The largest Ebola outbreak in history, which has killed more than 1,000 people in West Africa, has lent an unprecedented urgency to efforts to develop vaccines and treatments, which for years had largely languished.
Last week, the Ames, Iowa-based company's wholly owned subsidiary, BioProtection Systems Corp, received $1 million from the United States Defense Threat Reduction Agency (DTRA) for more pre-clinical toxicology studies, including stepped-up manufacturing, to allow human trials to begin quickly. The vaccine was developed by scientists at the Public Health Agency of Canada.
"DTRA said, 'we want this to move quickly,'" Link said. "Before that, I'd have said it would take eight to 10 months before we could launch human studies, but now it's a matter of weeks."
Only one treatment, made by Tekmira Pharmaceuticals (TKM.TO), had even begun human safety trials, while the others had been tested only in non-human primates.
In addition to NewLink, pharmaceutical giant GlaxoSmithKline (GSK.L) is awaiting approval from the U.S. Food and Drug Administration (FDA) to begin a human safety trial of an experimental vaccine, possibly as soon as next month.
The World Health Organization said on Tuesday that two experimental Ebola vaccines were set to enter clinical trials in the coming weeks and that there could be enough early-stage data to consider their emergency use late this year.

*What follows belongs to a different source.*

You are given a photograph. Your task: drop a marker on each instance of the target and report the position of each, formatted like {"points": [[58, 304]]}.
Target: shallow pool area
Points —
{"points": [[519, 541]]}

"There is a way to fast-track clinical trials," WHO Assistant Director-General Marie-Paule Kieny said.
DISCUSSIONS WITH GOVERNMENT
That is what NewLink is attempting.
Link said the company does not have to wait for manufacturing to ramp up before launching a safety trial of its vaccine: "We reserved plenty of doses" from ongoing studies in lab animals "to do the first human studies."
The company is in discussions with the U.S. Centers for Disease Control and Prevention (CDC), the National Institutes of Health and Walter Reed Army Medical Center about where to conduct that trial and how to recruit volunteers. To get robust data, Link said, the vaccine should be given to between 20 and 100 healthy volunteers, all of whom would give informed consent.
Members of the military as well as medical workers on the front lines of the Ebola outbreak are the most likely participants, Link said. Before the trial can go forward, it needs FDA approval, which he expects to come quickly: "I have never seen the FDA so supportive," he said.
FDA spokeswoman Erica Jefferson said she could not confirm that the agency is in discussions with NewLink. "The FDA is generally not allowed to disclose information about any medical product under development," she added.
At least one site for the human safety trial will be in the United States, Link said. But the possibility of conducting a trial in Africa recruiting medical workers has also been raised in frequent conversations between his company and the CDC, WHO and other agencies.
Recruiting volunteers from the U.S. military is also "a distinct possibility," Link said, given the DTRA support and Walter Reed discussions: "From what I'm hearing, I'm not worried about finding volunteers."
The NewLink vaccine uses an attenuated or weakened virus, a pathogen found in livestock called vesicular stomatitis virus (VSV). One of the virus's genes is replaced by a gene from the Ebola virus. The Ebola gene makes a harmless protein that sits on the virus's outer coat.
The idea is that after the VSV is injected, the body's immune system will recognize the Ebola protein as foreign and begin making antibodies that destroy Ebola viruses, all of which have the protein.
Link is confident in the vaccine's safety and efficacy, based on results in monkeys. Live, attenuated viruses can cause inflammation and other adverse reactions, but that may be deemed worth the risk given Ebola's high fatality rate.
"We're here to help and do whatever we can" in the disastrous Ebola outbreak, Link said. "My team has been told to get it done tomorrow."